For those going the unencrypted route, I’d like to modify my above suggestion. Use gnop to make one disk use 4096 byte sectors, create the pool, export it, destroy the gnop disk, then import it:

gnop create -S 4096 da0
zpool create tank da1.nop da2 da3 da4
zpool export tank
gnop destroy da0.nop
zpool import tank

With the above code, only one drive is created with the 4096 byte sectors and then the pool is created. ZFS/ZPOOL is smart enough to create the pool with a sector size that’s the size of the largest sector sizes across the disks and the sector size is part of the pool’s metadata. Additionally, through the export and import, ZPOOL can detect the device change from da0.nop to da0, then eliminating the need to do anything upon boot. The above is one-time setup, and never need be done again.


Legacy Comments:

Remounting geli and ZFS partitions | Veloce - Jan 23, 2012

[…] I have 4 Western Digital disks with data – all in RAID-Z. And because they are Western Digital, they have 4K sectors and don’t work well with ZFS. So I also have encrypted them with geli – a standard trick. […]

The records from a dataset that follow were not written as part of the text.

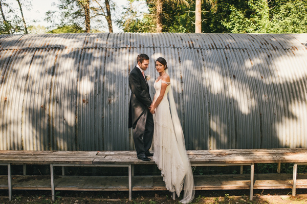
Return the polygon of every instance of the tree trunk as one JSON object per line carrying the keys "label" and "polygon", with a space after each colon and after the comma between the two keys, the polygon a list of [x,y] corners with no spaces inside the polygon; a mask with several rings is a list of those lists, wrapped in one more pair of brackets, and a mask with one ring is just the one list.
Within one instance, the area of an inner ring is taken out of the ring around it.
{"label": "tree trunk", "polygon": [[25,20],[25,18],[24,17],[24,13],[23,13],[23,9],[21,8],[21,5],[20,4],[20,2],[19,0],[16,0],[18,2],[18,4],[19,6],[19,9],[20,9],[20,12],[21,13],[21,17],[23,18],[23,21],[24,21],[24,26],[25,27],[25,33],[28,33],[28,29],[27,29],[27,25],[26,25],[26,21]]}
{"label": "tree trunk", "polygon": [[157,33],[162,32],[162,1],[157,0]]}
{"label": "tree trunk", "polygon": [[85,32],[91,32],[91,18],[90,16],[90,0],[86,0],[83,4],[85,17]]}
{"label": "tree trunk", "polygon": [[113,32],[113,28],[112,27],[112,20],[111,20],[111,11],[110,10],[110,5],[109,4],[109,0],[105,0],[105,8],[106,8],[106,21],[107,21],[107,26],[109,28],[109,32]]}
{"label": "tree trunk", "polygon": [[2,14],[2,18],[3,18],[3,22],[5,22],[6,21],[6,20],[5,19],[4,13],[3,13],[3,10],[2,9],[2,4],[1,4],[1,1],[0,1],[0,10],[1,10],[1,14]]}
{"label": "tree trunk", "polygon": [[202,0],[196,0],[195,2],[195,32],[202,32]]}

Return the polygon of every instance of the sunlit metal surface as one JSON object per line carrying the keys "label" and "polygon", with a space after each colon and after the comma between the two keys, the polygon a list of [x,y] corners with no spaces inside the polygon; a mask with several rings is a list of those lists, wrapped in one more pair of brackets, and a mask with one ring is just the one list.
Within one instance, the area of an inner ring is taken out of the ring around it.
{"label": "sunlit metal surface", "polygon": [[307,34],[0,35],[0,149],[124,150],[138,54],[168,62],[188,149],[307,148]]}

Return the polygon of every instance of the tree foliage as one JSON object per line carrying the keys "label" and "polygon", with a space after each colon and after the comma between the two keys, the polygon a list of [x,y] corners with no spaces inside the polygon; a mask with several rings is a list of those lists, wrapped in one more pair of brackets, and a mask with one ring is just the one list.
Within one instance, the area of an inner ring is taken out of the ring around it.
{"label": "tree foliage", "polygon": [[[137,0],[130,0],[133,5]],[[137,1],[137,2],[138,2]],[[195,32],[195,1],[174,5],[164,1],[164,32]],[[307,0],[203,1],[202,30],[205,33],[304,33],[307,31]],[[155,7],[145,1],[148,12],[127,6],[117,21],[124,32],[156,32]]]}
{"label": "tree foliage", "polygon": [[59,0],[58,2],[56,5],[58,11],[46,13],[46,20],[52,22],[55,29],[78,32],[79,28],[82,28],[85,32],[93,32],[107,27],[113,32],[111,11],[115,10],[115,5],[109,0]]}
{"label": "tree foliage", "polygon": [[[24,3],[28,4],[25,6]],[[27,9],[31,8],[31,2],[21,1],[20,6],[26,7]],[[19,16],[18,10],[13,8],[11,1],[0,0],[0,10],[2,20],[0,21],[0,34],[12,34],[23,32],[24,30],[24,24],[22,18]]]}
{"label": "tree foliage", "polygon": [[231,5],[231,13],[222,24],[232,33],[307,31],[306,1],[249,0],[248,6],[250,13]]}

Frederic Kinnaer - Sep 9, 2012

Hi, Thanks a lot for this useful information! I’ll be trying it out with FreeNAS 8.2.0. If I understand correctly, I would have to put NO jumper on the drives?

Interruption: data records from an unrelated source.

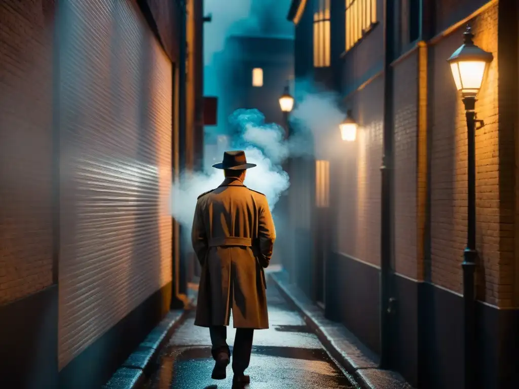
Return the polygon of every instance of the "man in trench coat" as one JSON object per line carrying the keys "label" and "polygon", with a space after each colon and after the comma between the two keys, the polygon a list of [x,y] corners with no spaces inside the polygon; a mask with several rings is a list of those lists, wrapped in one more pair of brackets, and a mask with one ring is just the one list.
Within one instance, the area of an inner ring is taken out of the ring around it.
{"label": "man in trench coat", "polygon": [[226,151],[213,165],[225,177],[217,188],[199,196],[192,241],[202,266],[195,325],[208,327],[215,361],[212,374],[224,379],[230,362],[227,328],[232,311],[237,328],[233,352],[233,383],[248,383],[254,329],[268,328],[266,283],[276,239],[265,195],[243,184],[247,163],[242,151]]}

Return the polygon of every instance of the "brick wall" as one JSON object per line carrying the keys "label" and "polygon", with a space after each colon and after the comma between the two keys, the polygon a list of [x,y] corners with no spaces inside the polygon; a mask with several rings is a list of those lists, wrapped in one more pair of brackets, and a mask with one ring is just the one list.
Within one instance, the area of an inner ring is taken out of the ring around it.
{"label": "brick wall", "polygon": [[393,92],[394,128],[395,270],[419,278],[417,267],[418,51],[395,64]]}
{"label": "brick wall", "polygon": [[433,0],[435,32],[436,34],[466,18],[485,4],[496,3],[489,0]]}
{"label": "brick wall", "polygon": [[[476,44],[494,55],[476,105],[485,126],[476,132],[478,297],[493,304],[499,300],[500,267],[510,265],[503,260],[499,248],[497,15],[497,6],[493,6],[472,24]],[[445,60],[461,45],[462,31],[454,32],[432,48],[433,81],[429,98],[432,281],[457,292],[461,291],[461,262],[467,240],[467,125]]]}
{"label": "brick wall", "polygon": [[[352,114],[359,124],[350,156],[340,160],[344,177],[337,185],[337,247],[361,260],[380,264],[380,172],[384,78],[379,77],[355,93]],[[351,158],[353,157],[353,158]]]}
{"label": "brick wall", "polygon": [[0,304],[52,282],[51,6],[0,2]]}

Graham Booker - Sep 9, 2012

Frederic, correct, you don’t need the jumper. In fact, setting the jumper when you are using an entire disk for ZFS will be detrimental to performance. If you are going the unencrypted route, I’d suggest one modification to what wrote here originally. See the update I added after seeing your comment.

Francois - Nov 30, 2012

Hello, How would you do “Here the second for loop needs to be executed on each reboot.” before the ZFS mountpoints get automatically mounted? Regards

Graham Booker - Nov 30, 2012

Francois, there are many routes for attaching an encrypted volume after reboot and so I’d suggest you Google search those. Obviously, a fully automated manner without user interaction completely defeats the point of using encryption, so you’d be looking at manually doing something to mount the encrypted volume after each boot.

Kris - Jul 12, 2013

You can now use the ashift parameter during pool creation. An ashift=12 gives you 4096 block sizes. http://zfsonlinux.org/faq.html#HowDoesZFSonLinuxHandlesAdvacedFormatDrives

Graham Booker - Jul 12, 2013

Kris, yes today you can use the ashift parameter. Unfortunately that parameter wasn’t available when this post was written. Also, at the time, the primary linux ZFS was Fuse, which was quite slow, which is why I skipped the platform in my explanations. Today, using the ashift parameter is certainly the way to go. In fact, I’d recommend doing it on non-EARS drives because drives will likely shift to 4096 byte sectors in the future and a zpool can’t change the ashift after it has already been created.

Kris - Jul 13, 2013

Hi Graham, Thanks for the (quick) response. I meant no disrespect as this is an outstanding article. Your post is still a (top) relevant search result about using ZFS on WD green drives so I only meant to provide some more current information for anyone who stumbles across this page (like I did). I did not mean to come across as pretentious (if I did). This page provided one piece of a larger puzzle. I understand this article is now dated and as you said didn’t touch on linux because the primary means for using ZFS on linux at the time was fuse. Thanks again for taking the time to explain the WD green architecture and why aligning the ZFS file system is important.

Kris - Jul 17, 2013

To add further information: I ran into an issue with ZFS on linux while adding multiple vdev’s where the ashift parameter doesn’t get applied properly to all the vdevs. There is a a work-around where they added ashift parameter to the ‘zpool add’ and ‘zpool attach’ commands See: https://github.com/zfsonlinux/zfs/issues/566

Graham Booker - Jul 15, 2013

Kris, I didn’t see your comment as disrespectful or pretentious but rather informative, so no worries. Since people still run across this post, I added a quick update for linux. For the record, I currently run my ZFS pool on linux since I was getting frustrated trying to run certain tools on FreeBSD (such as Handbrake and MakeMKV). When I created the backup filesystem after switching to linux, I used the ashift parameter.